Griffin underwent surgery Wednesday to repair his right knee, needing his ACL reconstructed, his LCL and medial meniscus repaired. There are rough estimates that he’ll be ready to return in six to eight months. Griffin originally suffered a slight tear of his LCL in a Dec. 9 win over Baltimore. He returned to play in that game only to come back out. Redskins coach Mike Shanahan recalled a conversation with Andrews in which he said Andrews told him Griffin was OK to return. Andrews told USA Toady that wasn’t the case. But Andrews later told the Washington Post that he might have signaled to Shanahan that Griffin was OK.

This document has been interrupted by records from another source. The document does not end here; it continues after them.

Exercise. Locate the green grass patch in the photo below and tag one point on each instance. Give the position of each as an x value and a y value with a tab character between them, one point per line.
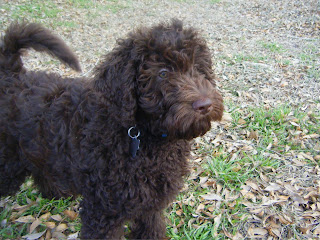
35	9
310	59
273	47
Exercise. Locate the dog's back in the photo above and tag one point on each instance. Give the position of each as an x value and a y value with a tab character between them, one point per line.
24	98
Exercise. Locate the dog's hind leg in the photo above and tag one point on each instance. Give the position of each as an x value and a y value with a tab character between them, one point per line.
12	170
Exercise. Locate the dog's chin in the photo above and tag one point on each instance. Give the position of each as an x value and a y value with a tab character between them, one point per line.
189	128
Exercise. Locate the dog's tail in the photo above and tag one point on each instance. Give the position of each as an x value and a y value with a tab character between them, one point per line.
21	36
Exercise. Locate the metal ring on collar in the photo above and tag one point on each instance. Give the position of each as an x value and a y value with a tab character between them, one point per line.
129	133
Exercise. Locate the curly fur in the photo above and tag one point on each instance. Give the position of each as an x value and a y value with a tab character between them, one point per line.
71	135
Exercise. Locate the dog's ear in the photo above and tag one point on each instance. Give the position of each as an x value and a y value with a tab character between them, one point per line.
115	78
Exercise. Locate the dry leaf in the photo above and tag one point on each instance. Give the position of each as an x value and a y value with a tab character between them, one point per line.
34	235
212	196
61	227
45	216
70	214
273	187
241	121
200	208
179	212
57	217
257	232
50	225
25	219
34	225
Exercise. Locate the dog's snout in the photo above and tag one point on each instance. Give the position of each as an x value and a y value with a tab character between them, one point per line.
202	105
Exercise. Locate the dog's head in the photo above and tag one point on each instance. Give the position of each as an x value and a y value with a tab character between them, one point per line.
162	80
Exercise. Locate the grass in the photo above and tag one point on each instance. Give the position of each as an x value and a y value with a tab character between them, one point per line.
226	168
36	9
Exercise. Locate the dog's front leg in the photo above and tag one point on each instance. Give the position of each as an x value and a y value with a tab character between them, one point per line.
150	225
98	224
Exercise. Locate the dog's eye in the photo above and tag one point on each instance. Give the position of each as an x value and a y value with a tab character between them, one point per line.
163	73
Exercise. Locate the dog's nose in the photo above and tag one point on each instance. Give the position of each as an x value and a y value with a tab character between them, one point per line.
202	105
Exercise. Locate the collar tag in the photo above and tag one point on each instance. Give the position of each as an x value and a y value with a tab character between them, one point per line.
135	142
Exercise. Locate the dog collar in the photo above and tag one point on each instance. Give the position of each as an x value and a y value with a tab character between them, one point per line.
134	146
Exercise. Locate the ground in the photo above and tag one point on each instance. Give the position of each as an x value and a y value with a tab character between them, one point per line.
256	174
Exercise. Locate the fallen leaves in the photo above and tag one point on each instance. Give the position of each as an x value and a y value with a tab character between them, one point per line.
45	226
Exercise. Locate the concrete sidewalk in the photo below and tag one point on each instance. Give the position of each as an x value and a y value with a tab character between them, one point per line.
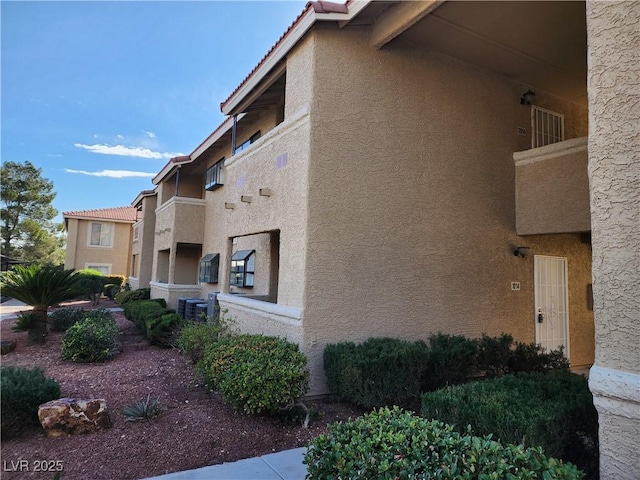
286	465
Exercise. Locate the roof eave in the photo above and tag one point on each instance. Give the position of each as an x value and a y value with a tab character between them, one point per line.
307	19
171	165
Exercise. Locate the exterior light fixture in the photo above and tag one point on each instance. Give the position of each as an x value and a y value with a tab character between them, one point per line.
527	97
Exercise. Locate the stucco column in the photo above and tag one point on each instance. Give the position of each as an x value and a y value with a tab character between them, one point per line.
613	30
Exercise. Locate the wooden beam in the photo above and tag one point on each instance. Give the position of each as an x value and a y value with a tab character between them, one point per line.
399	18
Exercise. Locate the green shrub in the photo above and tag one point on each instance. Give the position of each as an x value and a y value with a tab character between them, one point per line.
93	339
163	330
25	322
378	372
118	280
499	356
90	283
125	296
62	318
196	337
110	290
143	409
553	410
256	373
395	444
160	301
451	360
22	391
141	311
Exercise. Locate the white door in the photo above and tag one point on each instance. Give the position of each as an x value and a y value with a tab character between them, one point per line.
551	302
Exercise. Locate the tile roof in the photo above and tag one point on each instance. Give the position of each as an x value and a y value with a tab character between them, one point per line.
117	214
318	7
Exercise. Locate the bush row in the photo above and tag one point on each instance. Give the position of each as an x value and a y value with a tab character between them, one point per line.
553	410
94	338
22	391
396	444
93	283
159	324
387	371
256	374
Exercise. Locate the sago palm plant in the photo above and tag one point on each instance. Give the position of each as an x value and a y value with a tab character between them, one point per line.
41	287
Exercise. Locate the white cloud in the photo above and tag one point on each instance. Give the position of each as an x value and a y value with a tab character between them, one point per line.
124	151
112	173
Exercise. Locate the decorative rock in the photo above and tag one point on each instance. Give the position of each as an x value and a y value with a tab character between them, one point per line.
7	346
68	416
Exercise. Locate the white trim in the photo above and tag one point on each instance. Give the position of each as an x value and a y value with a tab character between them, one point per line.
112	225
615	391
100	265
279	313
548	152
536	301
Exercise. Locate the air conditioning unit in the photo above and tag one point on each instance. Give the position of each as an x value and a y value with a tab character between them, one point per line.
213	307
190	308
201	312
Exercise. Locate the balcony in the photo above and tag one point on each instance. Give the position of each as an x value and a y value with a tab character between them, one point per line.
180	220
552	189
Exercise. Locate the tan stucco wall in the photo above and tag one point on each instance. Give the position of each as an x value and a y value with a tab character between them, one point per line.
144	246
79	253
552	189
411	201
614	174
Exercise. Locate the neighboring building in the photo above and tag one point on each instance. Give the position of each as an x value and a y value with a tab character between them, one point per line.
382	167
100	239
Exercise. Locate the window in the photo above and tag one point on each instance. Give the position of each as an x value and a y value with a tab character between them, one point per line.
209	268
243	268
213	178
254	138
547	127
100	234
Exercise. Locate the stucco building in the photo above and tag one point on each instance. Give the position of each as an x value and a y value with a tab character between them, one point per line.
403	168
100	239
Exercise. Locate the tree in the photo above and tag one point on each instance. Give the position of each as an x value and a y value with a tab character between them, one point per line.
41	286
28	231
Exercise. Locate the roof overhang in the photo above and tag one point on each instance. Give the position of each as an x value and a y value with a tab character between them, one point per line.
171	166
271	66
145	193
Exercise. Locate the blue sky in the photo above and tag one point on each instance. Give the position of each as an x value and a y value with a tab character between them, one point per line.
100	95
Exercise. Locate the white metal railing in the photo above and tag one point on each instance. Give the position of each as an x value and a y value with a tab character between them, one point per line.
547	127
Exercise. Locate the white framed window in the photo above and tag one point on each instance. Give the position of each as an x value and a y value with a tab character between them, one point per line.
101	234
104	268
243	265
213	177
547	127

Griffin re-injured his knee in the first quarter of Sunday’s 24-14 loss to Seattle and was examined on the sidelines. But he never left the game until six minutes, 25 seconds remained when his knee buckled while reaching to his left for an errant snap.
Andrews and the Redskins’ medical staff provided a detailed report, the NFLPA said. The NFLPA said they were “gracious, generous and timely” in giving the information. Dr. Thom Mayer said their report focused on the treatment for Griffin and not whether or not the coaches made the right decision to keep him in the game.